According to the report, the staff of the US Senate Committee on Commerce, Science, and Transportation started receiving information from whistleblowers after the second 737 Max crash, detailing numerous concerns related to aviation safety. The investigators said that the scope and breadth of the probe quickly expanded beyond the first allegations and dozens of whistleblowers revealed common themes.

Here are some of the most significant findings:

1. The report suggests that the FAA continues to retaliate against whistleblowers instead of welcoming their disclosures in the interest of aviation safety.

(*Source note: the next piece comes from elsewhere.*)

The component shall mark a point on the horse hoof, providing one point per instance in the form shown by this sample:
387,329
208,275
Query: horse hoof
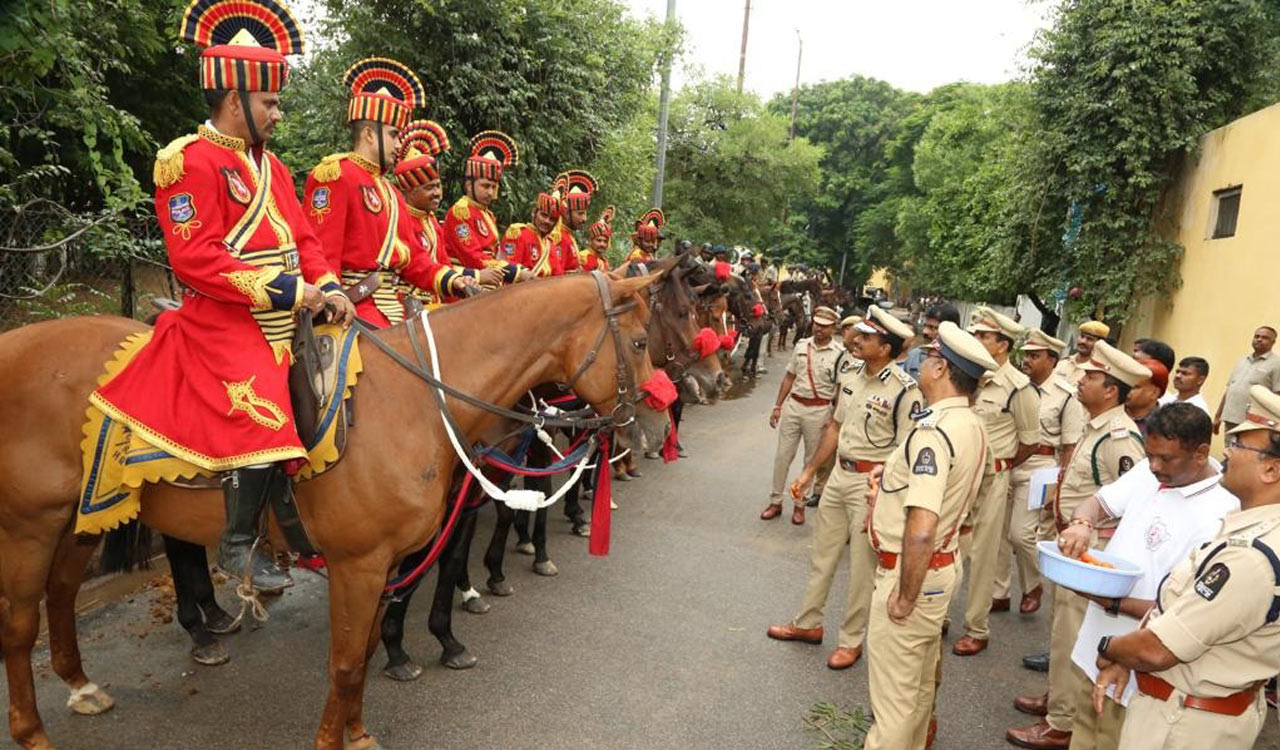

2. The investigators accused Boeing and the FAA of “attempting to cover up important information” that may have been contributed to those fatal crashes.

3. The US agency repeatedly permitted Southwest Airlines to continue operating dozens of aircraft in an unknown airworthiness condition for several years, which put millions of passengers at potential risk.

4. Boeing inappropriately influenced the FAA’s human factor simulator testing of pilot reaction times involving a Maneuvering Characteristics Augmentation System (MCAS) failure.

5. The senior officials at the FAA may have obstructed a review of 737 Max crashes conducted by the Department of Transportation Office of Inspector General.

Last month, Boeing Co received the approval of the FAA, which was required to resume its 737 Max flights, however, the approval didn’t allow the Max aircraft to immediately return to the skies. The FAA had rescinded the order that grounded the aircraft and published an Airworthiness Directive, which specifies design changes that must be made before the aircraft returns to service. The US regulator also detailed training changes that the aviation company must incorporate to resume commercial flights after a 20-month grounding. On December 9, commercial flights with Boeing 737 Max jetliners resumed for the first time since they were grounded worldwide.